I remembered he had said he had been burned on over fifty percent of his body. “He needed skin grafts from you to live. Didn’t he?”
“Yes. I matched his skin type, which doesn’t always happen with siblings.”
Glancing at my own bandaged arms, I wondered how badly I had been burned. I met Anne-Jade’s steady gaze.
“You weren’t as bad as Logan, but you needed skin grafts to survive as well,” she said.
She shifted her stance as if challenging me to ask her who donated skin cells for me; either that or she prepared for a fight. I didn’t have the energy to deal with either so I said goodbye and shuffled back to my bed.
The effort to visit Logan had exhausted me. Grateful for the flow of clean air, I inhaled large lung-filling breaths from my mask.
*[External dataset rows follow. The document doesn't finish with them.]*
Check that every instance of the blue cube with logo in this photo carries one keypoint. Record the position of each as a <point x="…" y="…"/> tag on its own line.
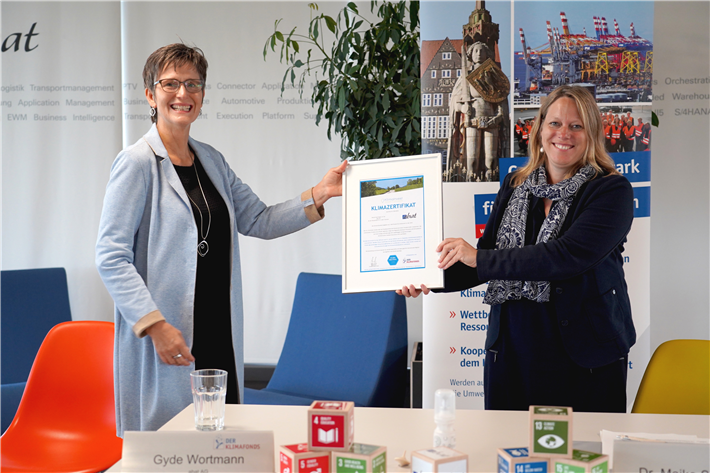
<point x="516" y="460"/>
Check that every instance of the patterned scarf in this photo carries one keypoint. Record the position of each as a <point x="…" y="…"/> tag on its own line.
<point x="511" y="233"/>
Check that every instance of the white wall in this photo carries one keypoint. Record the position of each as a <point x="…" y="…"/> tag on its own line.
<point x="680" y="164"/>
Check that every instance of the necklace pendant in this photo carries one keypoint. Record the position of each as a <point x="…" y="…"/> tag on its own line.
<point x="203" y="248"/>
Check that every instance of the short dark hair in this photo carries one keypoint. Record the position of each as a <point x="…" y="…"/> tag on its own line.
<point x="175" y="55"/>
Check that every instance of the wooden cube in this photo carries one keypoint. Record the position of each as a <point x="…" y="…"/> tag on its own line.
<point x="298" y="459"/>
<point x="331" y="425"/>
<point x="582" y="462"/>
<point x="360" y="458"/>
<point x="438" y="459"/>
<point x="516" y="460"/>
<point x="550" y="432"/>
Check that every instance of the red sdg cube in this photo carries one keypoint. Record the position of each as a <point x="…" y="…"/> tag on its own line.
<point x="298" y="459"/>
<point x="331" y="425"/>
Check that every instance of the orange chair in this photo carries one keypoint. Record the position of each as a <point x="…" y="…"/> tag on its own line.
<point x="66" y="420"/>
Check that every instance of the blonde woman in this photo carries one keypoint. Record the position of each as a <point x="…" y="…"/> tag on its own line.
<point x="560" y="325"/>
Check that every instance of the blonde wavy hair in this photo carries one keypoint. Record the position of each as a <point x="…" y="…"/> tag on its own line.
<point x="595" y="154"/>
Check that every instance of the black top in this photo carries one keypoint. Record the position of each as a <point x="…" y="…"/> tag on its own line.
<point x="212" y="341"/>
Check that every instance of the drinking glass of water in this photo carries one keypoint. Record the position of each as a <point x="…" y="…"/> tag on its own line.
<point x="209" y="393"/>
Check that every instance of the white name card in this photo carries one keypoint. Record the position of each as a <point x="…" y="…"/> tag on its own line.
<point x="198" y="452"/>
<point x="631" y="456"/>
Funny how I had taken something as vital as breathing for granted—not paying it one bit of attention until it had become a problem.
The next time I woke, the daylights brightened the infirmary and half of my curtain had been pushed back. Lamont rolled a small table toward me. Stocked with clean bandages, salve, a bowl of water and a sponge, I grimaced in anticipation. She planned to change my dressing and clean the burns.
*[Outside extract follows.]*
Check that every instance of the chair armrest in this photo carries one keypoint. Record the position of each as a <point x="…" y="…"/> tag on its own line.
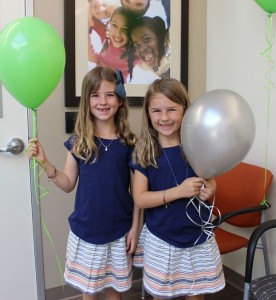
<point x="258" y="231"/>
<point x="217" y="221"/>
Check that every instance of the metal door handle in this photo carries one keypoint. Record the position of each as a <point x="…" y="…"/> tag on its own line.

Hour two glowed on the clock. Another ten hours lost to injury. Another week gone. We were now on week 147,022.
Lamont tried a smile, but thought better of it. She kept her tone and mannerisms all business. Doctor to patient. “How are you feeling?”
“Like I’ve been stuffed into an oven and twice baked.”
Amusement flashed on her face. She tucked a long strand of her hair that had escaped her braid behind her ear. Wearing her light green shirt and pants, she looked ready for surgery. “You know I need to—”
“Just get it over with…please.”
With deft fingers, she peeled the bandages from my left arm, starting at the wrist. “You might not want to see your skin. It’s not fully healed yet and will look like…”
I waited.
“Raw meat. But it will return to normal healthy skin. I even removed the scars on your arms and legs from…before.”
“You can do that?”
“It’s considered cosmetic surgery. I normally wouldn’t do it for arms or legs. Faces, yes. But since you needed so much skin already…”
“Oh. Thanks.”
Without the dressing the air stung my skin. I braced for the touch of water and it didn’t disappoint, feeling like liquid fire as it ran down my arm. I hissed in pain.
“Do you want a pain pill?” she asked.